Since blowing up an asteroid is out of the question, why not have a spacecraft attach cables to the space rock and tow it to a different location? Well, that is a “no” for a few reasons, Rivkin revealed.

First, not all asteroids are solid rocks, but a mix of gravel, sand and boulders, he said.

“So, rather than cables, you’d probably need to put a bag or very fine mesh over the asteroid,” he said.

Plus, you have to consider the movement of the asteroid, as some just do not lazily float along in space. They spin and very rapidly, the doctor of planetary sciences said, who pointed out that a spacecraft would first need to stop the asteroid from moving first or else the bag or mesh would break.

But there is a concept that is being considered called “gravity tractor” but tests for that might be in a few decades, he said.

“… you’d spend a whole lot of energy with the rocket giving the tow. However, there are some concepts that people have that use a very, very massive spacecraft to ‘tow’ the asteroid using the spacecraft’s own gravity rather than cables!” Rivkin exclaimed.

DART team members inspect the spacecraft before it took off on its one-way mission. If a Dimorphos-sized asteroid (or bigger) were to threaten Earth, Dr. Andy Rivkin, the DART investigation team co-lead at the Johns Hopkins Applied Physics Laboratory, said NASA or other space agencies would build more DART-like spacecraft to handle the unwanted visitor. (NASA/Johns Hopkins APL)

What if Dimorphos hit the Earth?

Remember earlier when it was mentioned that Dimorphos has a diameter of 525 feet? While we have the ability to see something that size coming from decades off, said Rivkin, something that size can still do some major damage if it fell to Earth.

“The spot where it hit would end up as a crater perhaps a mile wide, and there would be devastation for 50 or more miles. It would be a natural disaster unparalleled in human history if it were to hit a city with no warning,” he said.

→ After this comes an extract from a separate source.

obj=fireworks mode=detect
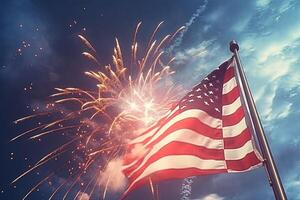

Now, something bigger, say half a mile in size, were to hit the Earth? That would ruin humankind’s vacation plans.

But Rivkin reassured something that size does not happen often.

“Something about a half-mile in size, which is big enough to threaten human civilization, hits the earth about twice every million years. We know where all of those objects are, and none are in orbits we need to worry about. We do expect that it will eventually happen, but it will probably be tens of thousands of years in the future or more, and I’m confident that humankind will have the tools to deal with it then,” he said.

And by the off chance astronomers did not notice a half-a-mile-sized asteroid heading to Earth, it might take NASA and other space agencies a year or two to build a DART-like spacecraft and they might build more than one, said Rivkin.